In response to last week's post on jumps and causal transitions, random Firedrake comments:
Rather than imitate linear narrative, though, I'd prefer a system which flows from the things that role-playing does well, rather than turning it into a copy of television or film.
Here's my reply to this is an oft-expressed opinion.
(Although, the Internet being what it is, I guess we must allow for the possibility that this is oft-expressed by random Firedrake...)
We don't yet know what roleplaying does well, because the form is young and we have yet to fully explore its boundaries. It is still less than forty years old. The aesthetic limits of film had not been completely established in 1935, forty years after the Lumiere brothers. Jazz, which came along a few years after the first film screenings, was far from completely plumbed by the early forties.
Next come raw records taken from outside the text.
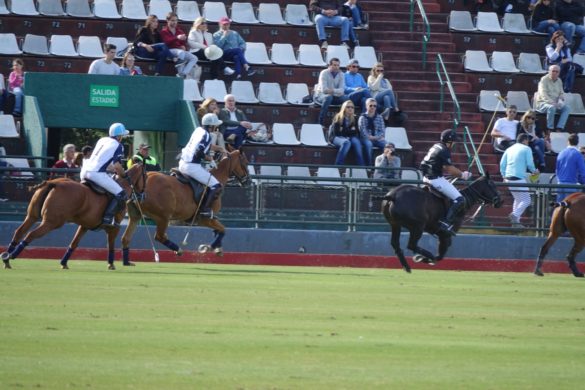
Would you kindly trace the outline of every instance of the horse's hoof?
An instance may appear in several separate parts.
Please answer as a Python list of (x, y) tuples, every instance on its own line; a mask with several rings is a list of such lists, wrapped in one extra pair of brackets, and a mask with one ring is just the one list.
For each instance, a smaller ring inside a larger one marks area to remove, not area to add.
[(583, 277), (583, 274), (581, 272), (579, 272), (577, 274), (573, 274), (573, 275), (575, 275), (576, 278), (582, 278)]
[(114, 264), (108, 264), (108, 271), (115, 271), (116, 267), (114, 266)]
[(207, 253), (211, 250), (211, 246), (207, 245), (207, 244), (201, 244), (199, 245), (199, 248), (197, 248), (197, 252), (199, 253)]
[(4, 269), (12, 269), (9, 260), (4, 260)]
[(409, 274), (410, 274), (410, 273), (412, 273), (412, 271), (410, 270), (410, 267), (408, 267), (408, 268), (407, 268), (407, 267), (403, 267), (402, 269), (403, 269), (405, 272), (409, 273)]
[(414, 257), (412, 258), (412, 261), (414, 261), (415, 263), (420, 263), (420, 262), (425, 262), (426, 257), (424, 257), (423, 255), (414, 255)]
[(134, 263), (133, 263), (133, 262), (131, 262), (131, 261), (127, 261), (127, 262), (123, 263), (122, 265), (123, 265), (124, 267), (134, 267), (134, 266), (136, 266), (136, 264), (134, 264)]
[(223, 249), (222, 249), (222, 248), (215, 248), (215, 249), (213, 250), (213, 253), (215, 253), (215, 255), (216, 255), (217, 257), (223, 257)]
[(61, 269), (69, 269), (69, 266), (67, 264), (61, 264)]
[(177, 255), (177, 256), (183, 256), (183, 250), (181, 248), (179, 248), (178, 251), (175, 251), (175, 255)]
[(537, 269), (536, 271), (534, 271), (534, 276), (544, 276), (544, 274), (542, 273), (541, 270)]
[(0, 258), (2, 258), (3, 262), (7, 262), (8, 260), (10, 260), (10, 253), (2, 252), (2, 254), (0, 255)]
[(429, 259), (428, 257), (425, 257), (425, 259), (423, 260), (423, 262), (424, 262), (425, 264), (428, 264), (428, 265), (436, 265), (436, 264), (437, 264), (437, 263), (435, 262), (435, 260), (433, 260), (433, 259)]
A century later, it's tougher, because so much has been done by so many, to do new things in film or jazz, but hardly impossible.
As roleplayers, we are much luckier than today's filmmakers and jazz players. We live in a time of fertile continuing development. The full extent of the form has yet to be established. Some experiments will fail; others will spawn sub-movements. Others will be drawn into the main corpus of RPG thought.
When we take techniques from older narrative forms and import them into roleplaying, they transform. They become roleplaying expressions of outside ideas, adjusted to fit. Just like all of the previous concepts from other forms we once borrowed and now take for granted. And thus, they become part of what roleplaying does well.